Положение Руди в Имперской музыкальной палате было более чем шатким: он уклонялся от вступления в партию, уверяя, что музыка, сочиненная им, не становится более или менее немецкой от того, что он, Руди, «еще не в рядах». До недавнего времени он проходил по разряду «блаженных»: ну какие претензии могут быть к птицам, к собакам?
Оказалось, что могут. Сочинения брата порой исполнялись в нейтральных пределах — вот кто-то из британских дипломатов и отправил одну из его партитур в кругосветное плавание. Бесподобная «Зимняя музыка» и позднейшее «Благодарение» были записаны Королевским оркестром для радио, кто-то в Красном Кресте догадался использовать их как лекарство, гдето между уколами морфия и святыми отцами, облегчая агонию безнадежных больных. В английских газетах написали о «музыке исцеления и милосердия», о молодом немецком композиторе, «услышавшем всечеловеческую боль» и «воззвавшем из сердца нацистской Германии к состраданию и примирению». Два десятка доносов тиражом в миллион экземпляров.

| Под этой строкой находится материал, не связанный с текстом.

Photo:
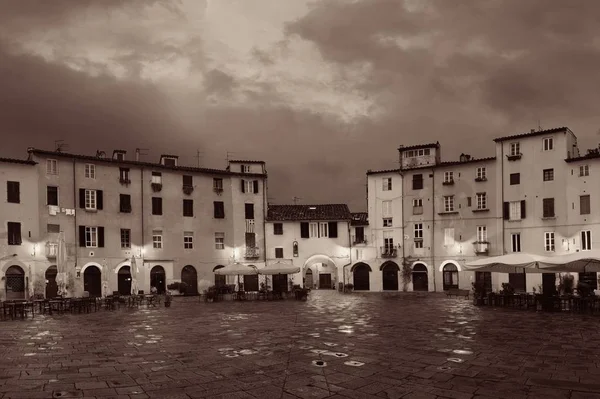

Руди был освещен ярким светом, словно рыба в ночной глубине нечаянно упавшим на нее прожекторным лучом. И теперь под ним медленно накренялась земля: все трудней устоять, не сбежать под уклон — и, наверное, все-таки лучше на фронт, чем в железную пасть Заксенхаузена.
Конечно, я живу со знанием, что Борхи не равны немецкому простонародью: никто из нас не побежит на бойню из-под палки. Один звонок отца товарищам в Oberkommando der Wehrmacht — и протянувшиеся к Руди щупальца ослабнут: он будет устроен на теплое место в тылу, в какой-нибудь штаб или прямо в военный оркестр… Но безотчетный детский страх, который сщемил мое сердце той ночью, когда брат пропал в зачарованном снежном лесу, нет-нет да и скребется мышьими коготками внутри.
1 Альфред фон Шлиффен — виднейший немецкий военачальник и военный теоретик, прародитель доктрины «молниеносной войны».
2 Кriegskameraden (нем.) — боевые товарищи.
3 Zu Befehl (нем.) — «Слушаюсь!», «Есть!».
4 Krieg ist Krieg (нем.) — война есть война.
5 Mischlinge (нем.) — «полукровки», «метисы»; юридический расовый термин Третьего рейха, обозначающий потомков межнацио- нальных браков.
6 От нем. Winkel — досл.: «угол»; треугольные нашивки на робах заключенных нацистских концлагерей; цвет винкеля указывал на принадлежность к той или иной категории «преступников»: черный — умалишенный, розовый — гомосексуалист и т. д.